I've had problem after problem with a waltham "electronic" watch with an ESA 9154 movement. It worked fine for the first few weeks, then stopped, then worked for a short while, now has completely packed up :wallbash: . It is a present for someone and I could do with having it fully functional ASAP.

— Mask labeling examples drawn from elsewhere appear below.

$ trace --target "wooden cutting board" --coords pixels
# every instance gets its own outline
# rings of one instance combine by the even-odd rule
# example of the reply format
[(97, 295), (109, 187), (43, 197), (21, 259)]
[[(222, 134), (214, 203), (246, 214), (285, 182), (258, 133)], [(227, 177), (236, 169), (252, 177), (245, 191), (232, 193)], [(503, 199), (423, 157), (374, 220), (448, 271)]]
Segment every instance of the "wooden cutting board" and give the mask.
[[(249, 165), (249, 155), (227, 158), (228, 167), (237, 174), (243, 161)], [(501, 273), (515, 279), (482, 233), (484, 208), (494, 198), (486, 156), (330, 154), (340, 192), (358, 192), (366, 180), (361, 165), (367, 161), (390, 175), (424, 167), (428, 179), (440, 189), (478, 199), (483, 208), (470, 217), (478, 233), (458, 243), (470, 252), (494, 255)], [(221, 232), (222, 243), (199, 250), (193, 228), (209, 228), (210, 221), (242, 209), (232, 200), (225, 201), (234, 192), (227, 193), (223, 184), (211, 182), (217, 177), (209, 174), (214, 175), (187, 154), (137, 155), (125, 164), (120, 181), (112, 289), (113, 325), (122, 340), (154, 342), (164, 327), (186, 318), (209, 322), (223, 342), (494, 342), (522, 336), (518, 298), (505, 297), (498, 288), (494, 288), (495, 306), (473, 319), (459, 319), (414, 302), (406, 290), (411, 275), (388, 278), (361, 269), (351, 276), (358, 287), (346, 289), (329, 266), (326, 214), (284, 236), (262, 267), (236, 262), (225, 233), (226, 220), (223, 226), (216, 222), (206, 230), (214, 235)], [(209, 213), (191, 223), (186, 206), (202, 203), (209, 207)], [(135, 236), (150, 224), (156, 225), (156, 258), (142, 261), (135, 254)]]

Is there anyone using the forum that can repair it for a modest fee? Please contact me at:

[email protected]

It will have to be my hotmail account, I can't seem to access the messenger service on this forum for some strange reason.


----------



## GASHEAD (Aug 27, 2009)

Hi, and welcome. Try clicking the Electric Watches banner at the top of the watch. Paul is a real expert.


----------



## peteslag (Mar 23, 2011)

Excellent info, many thanks.


----------



## mel (Dec 6, 2006)

Yes, Ask Paul, world renowned is he :yes:

You can't access the Private Message system untill you have at least 50 postings under your belt, forum rules. Likewise you cannot use the Sales Section and a couple of other features till we "know" you a bit! :lol:


----------



## SharkBike (Apr 15, 2005)




----------



## Steve R (Sep 29, 2007)

:clap: Busy day Rich?!


----------



## SharkBike (Apr 15, 2005)

It goes back to this thread...

I Knew Him Before He Was Famous


----------



## Steve R (Sep 29, 2007)

Haha! Fantastic! Missed that one first time around... I'm sure Paul will be along shortly to thank you for bringing it back to light!


----------



## peteslag (Mar 23, 2011)

I sent the watch on Friday, had it back on Tuesday fully repaired and serviced.

All hail Paul!


----------